In this shorter week due to Friday’s holiday, the sugar contract for May/2021 in NY closed out Thursday at 14.71 cents per pound, an almost 11-dollar-per-ton fall in the week that, together with the real appreciation against the dollar, represented a loss of about 60 real per ton equivalent compared to the previous Friday.

The price curve of the 2021/2022 crop (for mills in the Center-South) has flattened. The spreads have collapsed: May/July went from 50 early March to 0; July/October shrank from 22 to 2 over the same period.  This is the startling and unequivocal reflection that the market understands there is enough sugar in the pipe line and that the demand is weak, both validated by the delay in nominating the vessel that, on a market that was still inverted a short while back, should be a buyer’s priority, right?

The market now runs the risk of suffering overwhelming pressure with the possible outflow of the non-indexed funds, which will have to sell the purchased lots, at a time when there seems to be no buyer on the market. It can get worse if there are fixations from other origins that didn’t take advantage of the good prices in cents per pound.

The hedge funds reduced their exposures in the soft commodities. Sugar suffered a 9% fall in March, cocoa melted 9.5%, coffee plummeted 10.3% and cotton shrank 15%. You remember when we said here that this new commodities cycle little story didn’t add up, especially because when the so-called commodities cycle really occurred in the first decade of this century, with the Asian economies going full blast, the soft commodities weren’t included.

The daily average of the sugar closings in NY in March converted by the exchange rate supplied by the Central Bank of Brazil was 2,046 real per ton, about 60 real per ton below the average of February. Now the average of the closing of the first NY contract in March was 15.80 cents per pound, 117 points below the average seen in February. Over the last 20 years, in 80% of the cases the average of March has been lower than that of February.

For April, the track record changes a little: in 75% of the times the average price seen this month that is starting has been lower than that of the previous month. The correlation between the two months, on a 20-year curve, is 98%. April’s average price, in general, is 7% lower than March’s price. The model shows 15.07 cents per pound – that remains to be seen over the next weeks.

The clueless dweller of the Palácio do Planalto shot himself in the foot believing he could convert the Armed Forces – a State institution – into Fort Apache little soldiers who, along with him, would irrefutably embark on his scams for a coup. I think, however, that the meaningful fading of his popularity, along with a cognitive barrier worthy of a behavioral psychology study, will make him mess up big time, especially when he sees the chances for reelection dwindle. Let’s see. Foreign exchange hedge highly recommended!!

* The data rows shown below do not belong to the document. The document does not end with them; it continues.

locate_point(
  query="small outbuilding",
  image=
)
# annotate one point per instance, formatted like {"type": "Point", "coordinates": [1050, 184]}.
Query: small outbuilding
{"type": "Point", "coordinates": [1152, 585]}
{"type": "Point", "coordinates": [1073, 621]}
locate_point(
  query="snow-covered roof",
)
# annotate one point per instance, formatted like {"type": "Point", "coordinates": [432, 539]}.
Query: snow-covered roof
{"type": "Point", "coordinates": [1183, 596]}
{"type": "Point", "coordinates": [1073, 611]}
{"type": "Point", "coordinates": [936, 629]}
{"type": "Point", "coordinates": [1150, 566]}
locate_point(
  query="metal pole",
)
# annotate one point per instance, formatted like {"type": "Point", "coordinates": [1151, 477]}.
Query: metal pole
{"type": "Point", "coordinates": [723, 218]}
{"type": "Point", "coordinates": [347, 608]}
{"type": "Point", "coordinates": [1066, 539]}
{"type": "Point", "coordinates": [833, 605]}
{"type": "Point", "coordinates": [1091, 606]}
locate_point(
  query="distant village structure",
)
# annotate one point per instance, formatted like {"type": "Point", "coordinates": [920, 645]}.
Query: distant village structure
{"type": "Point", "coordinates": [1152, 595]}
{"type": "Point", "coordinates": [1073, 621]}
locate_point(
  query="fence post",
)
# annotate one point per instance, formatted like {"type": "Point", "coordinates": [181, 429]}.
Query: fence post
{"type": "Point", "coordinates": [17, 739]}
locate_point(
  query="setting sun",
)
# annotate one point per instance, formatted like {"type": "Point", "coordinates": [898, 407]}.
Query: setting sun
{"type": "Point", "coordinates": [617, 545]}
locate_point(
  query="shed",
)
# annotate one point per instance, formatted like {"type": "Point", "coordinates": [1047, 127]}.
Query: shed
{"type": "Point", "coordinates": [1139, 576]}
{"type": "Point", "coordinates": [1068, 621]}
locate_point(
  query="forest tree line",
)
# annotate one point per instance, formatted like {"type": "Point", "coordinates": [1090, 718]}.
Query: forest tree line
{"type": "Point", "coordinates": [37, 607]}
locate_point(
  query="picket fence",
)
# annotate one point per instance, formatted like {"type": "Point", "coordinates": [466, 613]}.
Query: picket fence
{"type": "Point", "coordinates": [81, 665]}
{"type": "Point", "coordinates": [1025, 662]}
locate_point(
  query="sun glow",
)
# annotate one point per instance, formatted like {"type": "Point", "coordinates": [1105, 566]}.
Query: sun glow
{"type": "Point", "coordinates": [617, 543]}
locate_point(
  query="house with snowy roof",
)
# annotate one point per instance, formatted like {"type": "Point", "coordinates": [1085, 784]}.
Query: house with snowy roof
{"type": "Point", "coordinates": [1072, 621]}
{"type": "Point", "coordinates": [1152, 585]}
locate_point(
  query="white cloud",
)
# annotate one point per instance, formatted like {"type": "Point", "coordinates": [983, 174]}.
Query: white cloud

Those who have the opportunity to read “How Democracies Die” by Steven Levitsky and Daniel Ziblatt – two renowned Political Science professors at the University of Harvard – will come across similarities between the erratic presidential behavior and the political figures such as Hitler, Mussolini, Vargas, Chávez, Putin, Marcos, Trump, among other lower rated ones. They are key players who take advantage of moments of inattention to checks and balances of the democratic societies and present themselves as homeland saviors, usually pointing out an enemy – real or imaginary – who needs to be harshly fought against or fatally wounded. On taking office, they took off the mask and showed their true colors.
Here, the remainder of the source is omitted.